Brief Project Description
“Driving East Through Indian Country” is an iterative, multimedia
project that takes the road trip as a point of departure to examine the centrality
of mobility in American history and culture. The project consists of four
successive stages in multiple 'chapters' or locations carefully chosen for
their historical significance. In each location, I will produce sound compositions
based on field and archival research on questions of mobility, examining
their routes and histories of European settlement and Indian removal and
considering how they are impacted by present day migration and immigration.
Second, these sound compositions will be broadcast via low-power FM radio
from a mobile transmitter inside an automobile during a road trip whose route
metaphorically reverses ('de-enacts' rather than 're-enacts') a specific
historical trajectory, such as a route of westward settlement or removal.

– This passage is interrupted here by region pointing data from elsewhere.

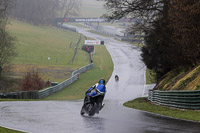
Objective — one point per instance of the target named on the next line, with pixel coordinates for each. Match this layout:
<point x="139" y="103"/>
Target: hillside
<point x="47" y="49"/>
<point x="181" y="79"/>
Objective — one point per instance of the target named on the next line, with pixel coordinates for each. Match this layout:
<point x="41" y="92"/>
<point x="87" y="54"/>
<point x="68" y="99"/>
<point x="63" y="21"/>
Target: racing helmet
<point x="102" y="81"/>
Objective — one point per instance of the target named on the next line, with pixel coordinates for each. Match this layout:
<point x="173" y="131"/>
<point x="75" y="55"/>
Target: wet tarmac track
<point x="64" y="116"/>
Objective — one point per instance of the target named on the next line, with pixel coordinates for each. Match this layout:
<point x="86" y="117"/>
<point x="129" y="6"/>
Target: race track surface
<point x="64" y="116"/>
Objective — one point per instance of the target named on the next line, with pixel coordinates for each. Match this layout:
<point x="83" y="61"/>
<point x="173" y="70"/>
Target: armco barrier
<point x="177" y="99"/>
<point x="48" y="91"/>
<point x="83" y="69"/>
<point x="58" y="87"/>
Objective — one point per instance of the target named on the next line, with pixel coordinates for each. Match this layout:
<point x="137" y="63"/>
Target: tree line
<point x="171" y="27"/>
<point x="37" y="12"/>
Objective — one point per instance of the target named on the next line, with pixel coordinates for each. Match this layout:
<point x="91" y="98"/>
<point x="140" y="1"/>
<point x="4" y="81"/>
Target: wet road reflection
<point x="64" y="116"/>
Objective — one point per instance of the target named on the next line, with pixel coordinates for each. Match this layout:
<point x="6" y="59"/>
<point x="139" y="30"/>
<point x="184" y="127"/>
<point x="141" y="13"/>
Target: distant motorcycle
<point x="91" y="106"/>
<point x="116" y="78"/>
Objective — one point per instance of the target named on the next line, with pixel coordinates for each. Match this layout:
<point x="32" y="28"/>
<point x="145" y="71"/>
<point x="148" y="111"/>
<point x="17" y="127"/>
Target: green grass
<point x="103" y="67"/>
<point x="145" y="105"/>
<point x="5" y="130"/>
<point x="150" y="77"/>
<point x="35" y="44"/>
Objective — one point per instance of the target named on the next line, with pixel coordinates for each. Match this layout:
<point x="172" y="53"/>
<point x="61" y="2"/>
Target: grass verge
<point x="150" y="77"/>
<point x="145" y="105"/>
<point x="6" y="130"/>
<point x="103" y="67"/>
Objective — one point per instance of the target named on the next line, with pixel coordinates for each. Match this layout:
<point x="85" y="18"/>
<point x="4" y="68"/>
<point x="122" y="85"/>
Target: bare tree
<point x="69" y="7"/>
<point x="6" y="45"/>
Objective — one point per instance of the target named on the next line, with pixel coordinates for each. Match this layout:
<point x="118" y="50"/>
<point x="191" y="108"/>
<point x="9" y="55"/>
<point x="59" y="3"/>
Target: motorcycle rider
<point x="97" y="92"/>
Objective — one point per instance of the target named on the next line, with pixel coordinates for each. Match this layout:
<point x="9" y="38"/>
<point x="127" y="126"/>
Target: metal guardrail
<point x="60" y="86"/>
<point x="48" y="91"/>
<point x="177" y="99"/>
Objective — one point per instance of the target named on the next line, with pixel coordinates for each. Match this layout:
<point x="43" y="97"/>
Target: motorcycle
<point x="91" y="106"/>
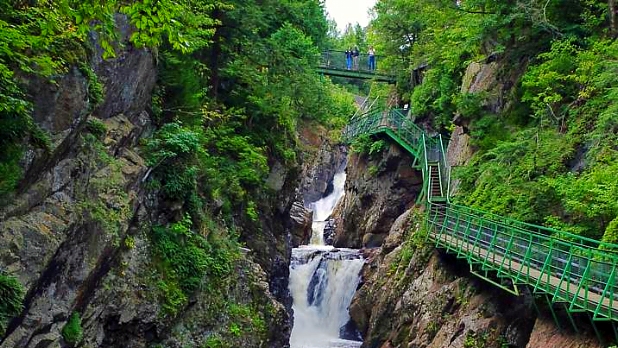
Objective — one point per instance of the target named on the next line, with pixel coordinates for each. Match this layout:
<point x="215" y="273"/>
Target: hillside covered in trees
<point x="545" y="128"/>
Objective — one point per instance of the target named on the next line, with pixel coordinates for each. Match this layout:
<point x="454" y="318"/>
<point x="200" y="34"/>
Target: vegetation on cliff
<point x="547" y="139"/>
<point x="234" y="80"/>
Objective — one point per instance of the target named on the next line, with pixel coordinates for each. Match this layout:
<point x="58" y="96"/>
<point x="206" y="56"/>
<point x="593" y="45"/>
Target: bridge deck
<point x="567" y="268"/>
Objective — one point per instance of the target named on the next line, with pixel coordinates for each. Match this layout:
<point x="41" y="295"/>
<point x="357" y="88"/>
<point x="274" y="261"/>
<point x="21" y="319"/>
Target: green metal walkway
<point x="333" y="63"/>
<point x="578" y="273"/>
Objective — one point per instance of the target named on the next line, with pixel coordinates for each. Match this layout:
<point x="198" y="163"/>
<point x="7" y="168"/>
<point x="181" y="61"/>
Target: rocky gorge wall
<point x="76" y="234"/>
<point x="414" y="295"/>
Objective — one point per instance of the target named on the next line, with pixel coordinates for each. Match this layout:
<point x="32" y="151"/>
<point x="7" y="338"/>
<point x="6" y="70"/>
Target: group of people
<point x="352" y="58"/>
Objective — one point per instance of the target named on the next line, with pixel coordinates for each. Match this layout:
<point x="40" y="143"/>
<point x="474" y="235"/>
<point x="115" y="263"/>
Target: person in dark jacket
<point x="355" y="55"/>
<point x="372" y="58"/>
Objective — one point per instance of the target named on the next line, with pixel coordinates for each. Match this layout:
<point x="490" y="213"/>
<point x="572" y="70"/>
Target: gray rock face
<point x="301" y="224"/>
<point x="76" y="234"/>
<point x="377" y="192"/>
<point x="319" y="171"/>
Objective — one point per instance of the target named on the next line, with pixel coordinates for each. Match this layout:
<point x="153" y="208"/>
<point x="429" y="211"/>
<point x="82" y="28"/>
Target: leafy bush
<point x="186" y="259"/>
<point x="72" y="331"/>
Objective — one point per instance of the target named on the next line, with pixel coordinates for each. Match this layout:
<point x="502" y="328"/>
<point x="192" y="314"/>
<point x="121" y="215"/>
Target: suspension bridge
<point x="566" y="270"/>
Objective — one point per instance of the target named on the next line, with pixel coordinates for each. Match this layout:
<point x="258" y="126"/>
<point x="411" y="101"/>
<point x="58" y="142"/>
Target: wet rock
<point x="329" y="231"/>
<point x="373" y="201"/>
<point x="350" y="332"/>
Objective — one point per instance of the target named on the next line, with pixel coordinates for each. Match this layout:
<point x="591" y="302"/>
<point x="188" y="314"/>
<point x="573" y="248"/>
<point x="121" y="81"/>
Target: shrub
<point x="72" y="331"/>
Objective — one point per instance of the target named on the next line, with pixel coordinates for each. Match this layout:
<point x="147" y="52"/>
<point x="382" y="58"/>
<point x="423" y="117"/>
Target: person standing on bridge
<point x="372" y="58"/>
<point x="348" y="58"/>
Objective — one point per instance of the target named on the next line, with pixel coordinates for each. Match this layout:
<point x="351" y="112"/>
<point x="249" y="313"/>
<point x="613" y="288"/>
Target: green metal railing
<point x="579" y="272"/>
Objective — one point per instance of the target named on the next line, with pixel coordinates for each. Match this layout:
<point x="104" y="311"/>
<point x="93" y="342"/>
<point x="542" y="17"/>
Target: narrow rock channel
<point x="323" y="280"/>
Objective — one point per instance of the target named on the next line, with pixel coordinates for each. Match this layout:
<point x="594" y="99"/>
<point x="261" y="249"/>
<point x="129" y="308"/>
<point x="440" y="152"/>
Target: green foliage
<point x="95" y="88"/>
<point x="104" y="200"/>
<point x="367" y="145"/>
<point x="186" y="259"/>
<point x="475" y="340"/>
<point x="72" y="331"/>
<point x="11" y="298"/>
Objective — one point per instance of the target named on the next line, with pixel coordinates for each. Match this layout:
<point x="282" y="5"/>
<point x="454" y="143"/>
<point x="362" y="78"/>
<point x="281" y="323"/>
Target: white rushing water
<point x="322" y="283"/>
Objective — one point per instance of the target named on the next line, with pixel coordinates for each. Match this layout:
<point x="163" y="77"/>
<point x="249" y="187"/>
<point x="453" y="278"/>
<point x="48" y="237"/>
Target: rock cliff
<point x="414" y="295"/>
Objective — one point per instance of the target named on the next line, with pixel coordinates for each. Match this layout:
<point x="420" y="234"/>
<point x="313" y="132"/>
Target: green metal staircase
<point x="578" y="273"/>
<point x="333" y="63"/>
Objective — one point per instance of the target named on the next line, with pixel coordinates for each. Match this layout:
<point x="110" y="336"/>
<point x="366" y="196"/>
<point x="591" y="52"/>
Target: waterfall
<point x="322" y="282"/>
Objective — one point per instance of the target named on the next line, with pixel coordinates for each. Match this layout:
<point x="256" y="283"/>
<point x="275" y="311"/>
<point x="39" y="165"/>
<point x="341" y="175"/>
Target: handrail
<point x="578" y="270"/>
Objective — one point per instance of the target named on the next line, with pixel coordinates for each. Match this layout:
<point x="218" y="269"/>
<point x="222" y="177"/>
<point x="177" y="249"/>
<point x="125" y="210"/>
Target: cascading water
<point x="322" y="282"/>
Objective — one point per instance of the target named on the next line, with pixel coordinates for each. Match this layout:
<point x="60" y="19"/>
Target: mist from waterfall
<point x="322" y="283"/>
<point x="323" y="208"/>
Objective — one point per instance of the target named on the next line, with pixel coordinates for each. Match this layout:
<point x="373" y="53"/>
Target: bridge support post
<point x="596" y="329"/>
<point x="553" y="312"/>
<point x="566" y="308"/>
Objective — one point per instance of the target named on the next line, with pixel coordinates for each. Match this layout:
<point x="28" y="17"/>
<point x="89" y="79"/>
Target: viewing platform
<point x="333" y="63"/>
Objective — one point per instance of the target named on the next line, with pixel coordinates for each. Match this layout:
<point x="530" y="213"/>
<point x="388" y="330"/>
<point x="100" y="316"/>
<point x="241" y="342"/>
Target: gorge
<point x="174" y="174"/>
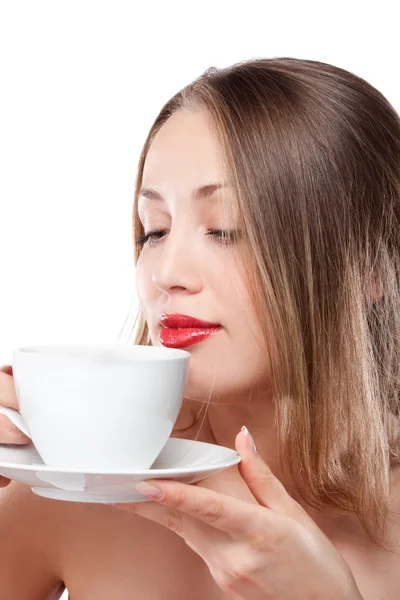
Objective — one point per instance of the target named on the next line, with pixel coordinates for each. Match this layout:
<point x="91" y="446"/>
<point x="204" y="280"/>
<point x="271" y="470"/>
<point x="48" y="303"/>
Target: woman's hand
<point x="272" y="550"/>
<point x="9" y="434"/>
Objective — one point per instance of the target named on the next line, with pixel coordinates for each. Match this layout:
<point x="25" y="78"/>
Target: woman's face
<point x="186" y="267"/>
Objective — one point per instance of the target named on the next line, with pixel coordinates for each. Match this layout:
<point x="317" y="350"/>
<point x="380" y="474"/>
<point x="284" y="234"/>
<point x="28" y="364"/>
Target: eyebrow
<point x="204" y="191"/>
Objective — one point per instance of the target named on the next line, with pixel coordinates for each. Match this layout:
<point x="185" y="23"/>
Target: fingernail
<point x="250" y="439"/>
<point x="149" y="490"/>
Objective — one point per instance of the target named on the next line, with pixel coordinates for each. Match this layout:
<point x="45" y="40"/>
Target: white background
<point x="81" y="83"/>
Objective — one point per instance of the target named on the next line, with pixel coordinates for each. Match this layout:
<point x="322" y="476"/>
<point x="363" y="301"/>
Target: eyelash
<point x="221" y="236"/>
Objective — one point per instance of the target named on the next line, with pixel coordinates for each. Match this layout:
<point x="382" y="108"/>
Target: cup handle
<point x="15" y="417"/>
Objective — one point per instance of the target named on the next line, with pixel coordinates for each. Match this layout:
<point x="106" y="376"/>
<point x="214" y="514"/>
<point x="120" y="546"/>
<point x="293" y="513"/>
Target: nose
<point x="179" y="265"/>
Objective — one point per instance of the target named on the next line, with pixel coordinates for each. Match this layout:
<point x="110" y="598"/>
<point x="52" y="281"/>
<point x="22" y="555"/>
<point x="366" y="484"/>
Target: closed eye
<point x="222" y="236"/>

Third, these sites, performances, and sound pieces will be presented via
a series of multi-media installations that incorporate video, audio, photographs,
and ephemera. Fourth, in collaboration with an experienced radio producer,
these sound compositions will be woven with other texts to produce more documentary-style
radio pieces suitable for broadcast. By working in an iterative and site-specific
manner based in residencies across the United States, I plan to produce a
body of work over the next three years that collectively re-envisions historic
and present-day questions of American mobility “from sea to shining
sea.”
Rationale
An enduring image of American media culture, the cross-country
road trip celebrates mobility as a key feature of an ‘essential’ national
character and conjures timeless images of freedom and speed, finding one's
own way in the world, and open-ended personal discovery in an authentic,
vast and empty continent. Often imagined as an east to west journey, the
road trip can be seen as a compressed, individualized and unconscious ‘re-performance’ of
19th century westward migration. Reversing this trajectory, then, is a gesture
of moving back in time and has often served, particularly in film, as a metaphor
for complicating or contradicting American history and culture. The land
now crisscrossed with Interstate highways has been—and continues to
be—subject to contests over territory, migration, and mobility in the
form of land treaties, annexation wars, Indian removal, reservation policy,
and now border surveillance. My objective is to uncover, recover, expose,
and re-present traces of these histories still resonant, if barely legible,
in the landscape and to connect them with present-day concerns.